Diante do crescente interesse dos consumidores em fazer escolhas de produtos e serviços mais sustentáveis, dentro da esfera dos pilares ESG (boas práticas ambientais. sociais e de governança), o Parlamento Europeu aprovou este ano regras mais rígidas que facilitam ao consumidor europeu comprovar o uso de greenwashing por parte de empresas que divulgam informações exageradas ou falsas relativas à sustentabilidade de seus negócios.
A Diretiva sobre Capacitação dos Consumidores para a Transição Verde (ECGT) deve ser transposta para o direito nacional das nações-membro da UE até março de 2026. Estima-se que essa nova lei irá fomentar um grande volume de conflitos nos tribunais europeus porque seu principal foco é o B2C (Business-to-Consumer), envolvendo um produto ou serviço de empresas e marcas e sua possível inserção – ou não – na economia circular e verde da UE.
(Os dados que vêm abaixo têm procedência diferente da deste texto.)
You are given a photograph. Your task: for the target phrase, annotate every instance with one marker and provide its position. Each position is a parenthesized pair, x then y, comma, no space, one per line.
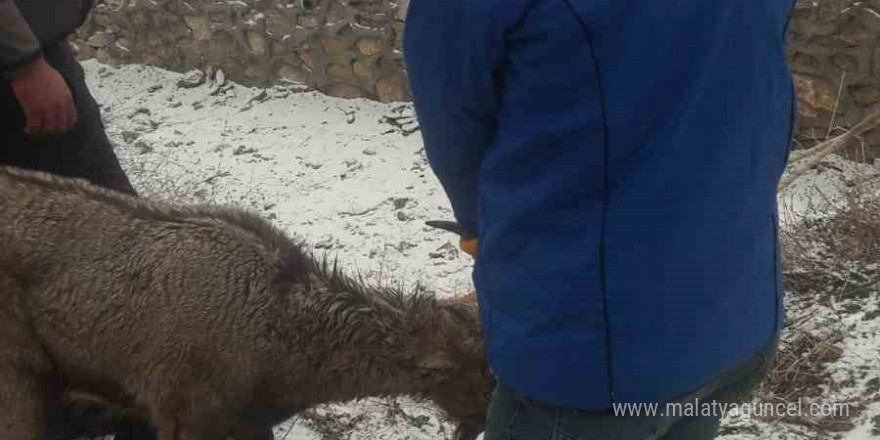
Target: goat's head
(458,377)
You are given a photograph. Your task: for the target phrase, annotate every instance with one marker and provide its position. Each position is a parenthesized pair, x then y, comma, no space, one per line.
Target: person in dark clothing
(50,122)
(48,118)
(617,162)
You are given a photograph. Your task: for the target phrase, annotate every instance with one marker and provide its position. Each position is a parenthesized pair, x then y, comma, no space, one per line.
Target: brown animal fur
(205,322)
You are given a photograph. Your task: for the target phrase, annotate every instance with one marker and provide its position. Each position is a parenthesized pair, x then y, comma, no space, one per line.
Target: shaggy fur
(203,321)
A Diretiva europeia consolida a cultura do consumo sustentável, um elemento que também está presente no artigo 4º, IX, da Lei 14.181/2021, que atualizou o Código de Defesa do Consumidor (CDC) no Brasil, ao estabelecer o “fomento de ações direcionadas à educação financeira e ambiental dos consumidores”, de acordo com análise de Cláudia Marques e Bruno Miragem[1].
Dessa forma, temos o deslocamento dos pilares ESG para as “quatro linhas” do consumo, abrindo novas formas de participação dos consumidores nas demandas sustentáveis do planeta. A crise climática e seus impactos envolvem não apenas a pegada de carbono do setor produtivo, a observância ao salário justo, diversidade e inclusão e gestão ética; mas também deve-se voltar a práticas de consumo, que sempre ocuparam um segundo plano nesse esforço de mudança.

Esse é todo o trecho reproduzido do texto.